We are outdoors, in Plano, Illinois, and a man with a squeegee is washing a window. He never stops: he places his bucket down and starts again. We are uncomfortably in the present tense, 100 percent live in a post-Happening virtual universe. All we know is that this window washer likes what he’s doing. He likes this building and he’s waiting for a kiss or what counts as a kiss when you put rubber to glass. Ergo the title, Le Baiser/The Kiss, Iñigo Manglano-Ovalle’s 12-minute video installation currently on view at the Whitney Biennial, featuring a rectangular vellum screen set dead center inside an interrupted aluminum rail that is a suspended plane—a reference to Mies van der Rohe’s Farnsworth House in Plano, originally commissioned by Edith Farnsworth, a Chicago physician, after she met the architect at a party in the 1940s. The subtext is obliquely indicated as we see a young woman on the inside of the glass, swaying with large headphones on, and dutifully ignoring the man with the squeegee.
Iñigo Manglano-Ovalle, Le Baiser, 1999, video still of work in progress at van der Rohe’s Farnsworth House.

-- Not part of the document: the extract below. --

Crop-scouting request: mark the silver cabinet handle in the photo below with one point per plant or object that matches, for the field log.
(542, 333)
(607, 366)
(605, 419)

The house was designed and built between 1946 and 1951; by the time construction was completed, something had gone wrong between Edith and Mies—we don’t know what, but their friendship ended and lawsuits ensued. In 1972, a certain Lord Peter Palumbo, a wealthy English real estate developer, bought the place and turned it into a museum, with tours every day—except Wednesdays. So it was Wednesday when Iñigo Manglano-Ovalle filled in for Jeff Baker from Dunright Windows who relinquished his biweekly duties to teach the artist how to put soap and water to window without a trace: a modest proposal. Taking his cues from the building, the artist shot the video perpendicular to the plane of the window and never veered.
Call it protocol—a code of behavior between what is sent and what is received. The Greeks understood protocol as an original note or minute of a transaction. In Le Baiser/The Kiss, as well as Climate, a recent installation at Max Protetch Gallery, Manglano-Ovalle turns the viewer into a transactor.
Iñigo Manglano-Ovalle, Le Baiser, 1999, video still of work in progress at van der Rohe’s Farnsworth House.
Climate, constructed as a fugue in three eight-minute parts, takes place in a Mies van der Rohe apartment building on Lake Shore Drive in Chicago. But we could be in an airport. The configuration features screens and aluminum rails, but this time there are three stations. Sculpted speakers descend from overhead and a pulsing nervous tone is emitted. A gun is cleaned. Someone waits in a lobby. Two weather watchers look and listen. Something is said in Korean. Codes are traded—standard procedures for regulating data. But nothing happens. At the receiving/reflecting end: the viewer. All peripherals aborted, this is the social condition of stasis. Eliminate resolution and the present tense doesn’t flinch. In both The Kiss and Climate, it is the operating system that alters the condition of conclusion.
Iñigo Manglano-Ovalle, Climate view L, 2000, video still from installation of Climate. All images courtesy Max Protetch Gallery.